Wnioskodawcy z PiS chcą przydzielić mandaty okręgom według tak zwanej jednolitej normy przedstawicielstwa. Najprościej rzecz ujmując, sprowadza się ona do tego, że im ludniejszy okręg, tym więcej europosłów ma się w nim wybierać. Jednolitą normę przedstawicielstwa wylicza się jednak również według matematycznego wzoru.
Przydzielenie liczby mandatów do konkretnego okręgu - według propozycji Prawa i Sprawiedliwości - dokonuje się przez podzielenie liczby wyborców w kraju przez ogólną liczbę posłów do Parlamentu Europejskiego wybieranych w kraju, a następnie odrębnie dla każdego okręgu liczbę wyborców danego okręgu dzieli się przez otrzymany iloraz będący jednolitą normą przedstawicielstwa. Wartość liczby całkowitej (przed przecinkiem) uzyskanego w ten sposób ilorazu oznacza liczbę mandatów przypadających w danym okręgu wyborczym.

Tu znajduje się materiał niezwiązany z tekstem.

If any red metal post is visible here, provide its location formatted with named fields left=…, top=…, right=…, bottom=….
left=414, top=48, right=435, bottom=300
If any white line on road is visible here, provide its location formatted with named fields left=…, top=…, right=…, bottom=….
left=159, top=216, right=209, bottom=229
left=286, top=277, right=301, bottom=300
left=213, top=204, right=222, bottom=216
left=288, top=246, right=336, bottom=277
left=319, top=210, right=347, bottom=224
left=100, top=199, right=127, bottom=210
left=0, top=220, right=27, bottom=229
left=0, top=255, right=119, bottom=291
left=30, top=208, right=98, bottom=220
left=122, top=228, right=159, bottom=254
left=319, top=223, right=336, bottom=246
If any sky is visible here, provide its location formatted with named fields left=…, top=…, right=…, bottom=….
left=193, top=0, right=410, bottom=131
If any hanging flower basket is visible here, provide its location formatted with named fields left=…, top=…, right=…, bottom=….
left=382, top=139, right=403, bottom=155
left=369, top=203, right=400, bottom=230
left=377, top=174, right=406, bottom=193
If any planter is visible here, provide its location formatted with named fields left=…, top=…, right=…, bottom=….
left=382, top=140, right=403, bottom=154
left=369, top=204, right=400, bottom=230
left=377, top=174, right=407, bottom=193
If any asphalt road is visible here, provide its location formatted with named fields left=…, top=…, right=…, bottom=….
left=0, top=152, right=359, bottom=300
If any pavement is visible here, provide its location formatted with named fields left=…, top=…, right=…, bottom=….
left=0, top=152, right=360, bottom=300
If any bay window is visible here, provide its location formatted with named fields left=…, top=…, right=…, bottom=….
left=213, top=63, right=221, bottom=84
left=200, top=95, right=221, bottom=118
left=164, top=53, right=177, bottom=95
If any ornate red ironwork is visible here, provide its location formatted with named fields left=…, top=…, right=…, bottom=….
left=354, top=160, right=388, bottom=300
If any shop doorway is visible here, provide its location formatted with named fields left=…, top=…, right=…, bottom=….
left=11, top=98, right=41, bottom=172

Jak to wygląda na przykładzie? Dla ułatwienia obliczeń zaokrągliliśmy liczbę wyborców w Polsce do 30 milionów, a liczbę wyborców w przykładowym okręgu założyliśmy na poziomie 2,3 miliona.
Opisany w poselskim projekcie wzór oznacza więc następujące obliczenie 2,3 miliona : (30 milionów : 51). Wynik wynosi 3,91. Ale wbrew matematycznej zasadzie zaokrąglania ułamków taki okręg nie będzie miał czterech europosłów, a trzech. Projekt mówi bowiem, że liczbę mandatów wyznacza liczba przed przecinkiem. Ale w tym algorytmie ma być jeszcze dogrywka.

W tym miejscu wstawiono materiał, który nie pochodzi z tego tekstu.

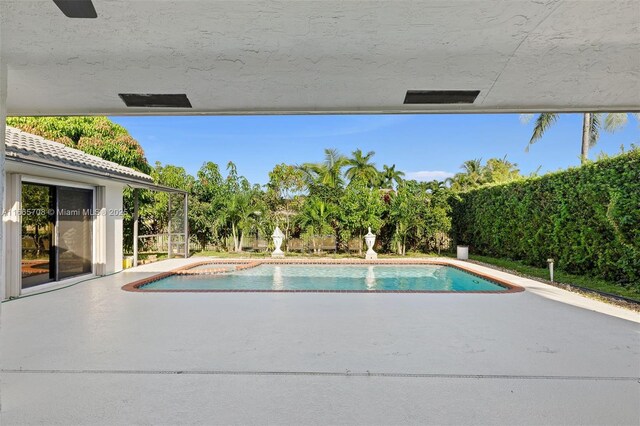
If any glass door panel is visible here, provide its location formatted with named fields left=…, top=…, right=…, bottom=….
left=56, top=187, right=93, bottom=280
left=21, top=183, right=55, bottom=288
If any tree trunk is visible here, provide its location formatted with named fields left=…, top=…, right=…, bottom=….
left=580, top=112, right=591, bottom=164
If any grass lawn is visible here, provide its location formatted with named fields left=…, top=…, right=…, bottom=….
left=469, top=255, right=640, bottom=302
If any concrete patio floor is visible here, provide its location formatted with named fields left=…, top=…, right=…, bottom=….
left=0, top=259, right=640, bottom=426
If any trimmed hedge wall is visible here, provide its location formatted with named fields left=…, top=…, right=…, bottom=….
left=452, top=149, right=640, bottom=288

Kolejny projektowany przepis mówi bowiem, że jeżeli w pierwszym liczeniu nie zostały rozdzielone wszystkie mandaty, to w drugim podejściu na okręgi nadziela się resztę z pierwszego dzielenia.
"Pozostałe jeszcze do podziału mandaty przydziela się tym okręgom, dla których wyliczone ilorazy wykazują po przecinku kolejno najwyższe wartości" - brzmi kolejny paragraf projektowanej nowelizacji.
Jeżeli więc "nasz" przykładowy okręg ma po przecinku wartość 91, to jest duża szansa, że dostanie czwarty mandat. Pod dwoma jednak warunkami:
- że zostaną do podziału jeszcze jakieś mandaty
- oraz że w kolejce do podziału nieprzydzielonych mandatów okręgu tego nie "wyprzedzą" inne okręgi, które mają po przecinku więcej niż 91.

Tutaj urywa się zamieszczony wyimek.